Health authorities in Nova Scotia have confirmed a fourth person in the province has died from complications caused by COVID-19.
The latest victim is a woman in her 80s from Cape Breton.
The province now has 606 confirmed cases, with 27 cases added to the list on Friday.
Eleven individuals are in hospital — five in intensive care — and 177 have now recovered.
The Senate will not resume sitting until June 2 at the earliest.
The office of the Speaker of the upper chamber says the decision was taken as part of the Senate's efforts to prevent the spread of COVID-19.
The Senate was slated to return on Tuesday.
Negotiations continue among the major parties as to whether — and exactly how — the House of Commons will resume Monday.
Prime Minister Justin Trudeau is suggesting Parliament sit one day a week to support democratic principles while respecting public-health advice during the pandemic.
The Conservatives want four days a week of in-person sittings, potentially supplemented by eventual virtual meetings.
The four main parties in the House of Commons are locked in negotiations to determine if and how Parliament resumes on Monday, the deadline set for it to reconvene following its adjournment in mid-March.
Prime Minister Justin Trudeau says the federal government will support work in the oil and gas sector by spending $1.7 billion to help clean up "orphaned wells."
He says restoring abandoned oil and gas wells is good for the environment, for landowners who have to contend with them, and for thousands of workers the effort will employ.
The federal government is also creating a $700-million fund to cut methane emissions.
Trudeau says more assistance is coming for workers in the arts and other sectors as well.
Prime Minister Justin Trudeau says the federal government is sending military assistance to Quebec.
He says 125 members of the Canadian Armed Forces with medical expertise will travel to the province to support the province's long-term care facilities.
Conservative Leader Andrew Scheer says his party isn’t satisfied with the government’s response to a proposal to have Parliament sit virtually during the COVID-19 pandemic.
The Tories have asked for a few sittings a week, with just a few MPs in the House of Commons sitting at least two metres apart.
The Liberals are proposing virtual sittings with all MPs.
Speaking at a press conference this morning, Scheer says there is no reason that Prime Minister Justin Trudeau and his cabinet ministers can’t stand in the House of Commons to answer questions when they hold daily press briefings.
Ontario is reporting 564 new COVID-19 cases today, with 55 new deaths.
It's the largest single-day increase of cases, though the growth rate is still holding steady at around six per cent.
Ontario has now seen 9,525 cases, with nearly half now resolved, and including 478 deaths.
The number of patients in hospital with COVID-19 grew from 807 to 829, but the numbers of people in intensive care and on ventilators remained steady.
Quebec's political parties have agreed to adjourn the legislature until May 5 amid the COVID-19 epidemic.
At the beginning of the outbreak, the government had set April 21 as a date to resume sitting.

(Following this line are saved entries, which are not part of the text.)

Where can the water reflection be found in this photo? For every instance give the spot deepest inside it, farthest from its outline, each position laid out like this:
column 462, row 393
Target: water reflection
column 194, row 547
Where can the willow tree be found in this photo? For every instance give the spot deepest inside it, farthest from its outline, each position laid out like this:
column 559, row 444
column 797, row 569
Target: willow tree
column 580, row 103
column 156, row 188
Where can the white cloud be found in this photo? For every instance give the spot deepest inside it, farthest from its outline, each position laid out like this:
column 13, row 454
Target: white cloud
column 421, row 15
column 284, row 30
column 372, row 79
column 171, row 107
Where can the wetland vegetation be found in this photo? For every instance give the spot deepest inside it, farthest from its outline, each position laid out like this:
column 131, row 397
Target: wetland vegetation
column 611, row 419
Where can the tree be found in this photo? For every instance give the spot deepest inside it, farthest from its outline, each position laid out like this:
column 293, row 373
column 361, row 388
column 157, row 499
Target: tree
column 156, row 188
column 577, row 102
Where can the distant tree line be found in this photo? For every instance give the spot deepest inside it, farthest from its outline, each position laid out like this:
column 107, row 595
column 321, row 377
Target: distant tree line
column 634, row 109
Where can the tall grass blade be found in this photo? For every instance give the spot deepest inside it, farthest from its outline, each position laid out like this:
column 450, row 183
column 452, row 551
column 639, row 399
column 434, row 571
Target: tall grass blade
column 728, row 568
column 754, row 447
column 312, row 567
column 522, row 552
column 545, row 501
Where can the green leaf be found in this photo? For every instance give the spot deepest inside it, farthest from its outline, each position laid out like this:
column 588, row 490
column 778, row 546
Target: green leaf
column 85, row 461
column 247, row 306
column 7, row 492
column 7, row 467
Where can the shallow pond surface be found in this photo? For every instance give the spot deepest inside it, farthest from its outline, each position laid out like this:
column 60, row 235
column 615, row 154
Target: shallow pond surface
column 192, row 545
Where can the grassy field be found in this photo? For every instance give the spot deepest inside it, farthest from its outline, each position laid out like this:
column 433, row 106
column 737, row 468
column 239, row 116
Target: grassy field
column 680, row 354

The request for an extension came from the governing Coalition Avenir Quebec and was agreed to by the three other main parties at the national assembly.
The parties have also agreed to hold virtual parliamentary committee hearings between April 24 and May 1 that will feature several cabinet ministers, including Health Minister Danielle McCann.
An Ontario health-care union says a personal support worker at a Toronto long-term care home has died from COVID-19.
SEIU Healthcare says their member of 31 years was a caring and compassionate worker, and her death is a reminder of the very real dangers front-line health workers are facing.
The woman worked at Sienna Altamont Care Community in east Toronto.